Deploying Redis with the ELK Stack
In a previous post, I explained the role Apache Kafka plays in production-grade ELK deployments, as a message broker and a transport layer deployed in front of Logstash. As I mentioned in that piece, Redis is another common option. I recently found out that it is even more popular than Kafka! More on the subject:
Known for its flexibility, performance and wide language support, Redis is used both as a database and cache but also as a message broker. For ELK-based data pipelines, Redis can be placed between Beats and Logstash, as a buffering layer, giving downstream components better chances of processing and indexing the data successfully.
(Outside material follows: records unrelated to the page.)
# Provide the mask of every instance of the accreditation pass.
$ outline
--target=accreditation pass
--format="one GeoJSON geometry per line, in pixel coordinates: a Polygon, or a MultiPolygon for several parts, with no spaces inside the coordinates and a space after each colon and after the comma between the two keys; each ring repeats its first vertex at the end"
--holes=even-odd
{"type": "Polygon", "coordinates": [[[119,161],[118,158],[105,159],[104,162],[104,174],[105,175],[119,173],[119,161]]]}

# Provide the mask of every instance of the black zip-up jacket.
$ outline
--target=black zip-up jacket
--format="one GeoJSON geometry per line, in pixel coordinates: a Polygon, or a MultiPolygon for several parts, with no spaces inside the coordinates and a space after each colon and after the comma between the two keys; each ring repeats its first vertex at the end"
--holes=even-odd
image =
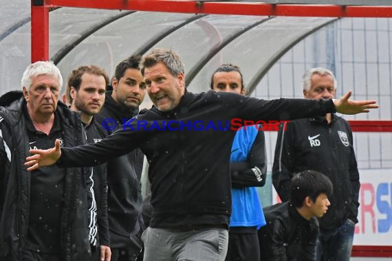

In this article, I’ll show how to deploy all the components required to set up a data pipeline using the ELK Stack and Redis:
- Filebeat – to collect logs and forward them to Redis
- Redis – to brokers the data flow and queue it
- Logstash – to subscribe to Redis, process the data and ship it to Elasticsearch
- Elasticsearch – to index and store the data
- Kibana – to analyze the data.
My setup
I installed all the pipeline components on a single Ubuntu 18.04 machine on Amazon EC2 using local storage. Of course, in real-life scenarios, you will probably have some or all of these components installed on separate machines.
I started the instance in the public subnet of a VPC and then set up a security group to enable access from anywhere using SSH and TCP 5601 (for Kibana). Finally, I added a new elastic IP address and associated it with the running instance.
The example logs used for the tutorial are Apache access logs.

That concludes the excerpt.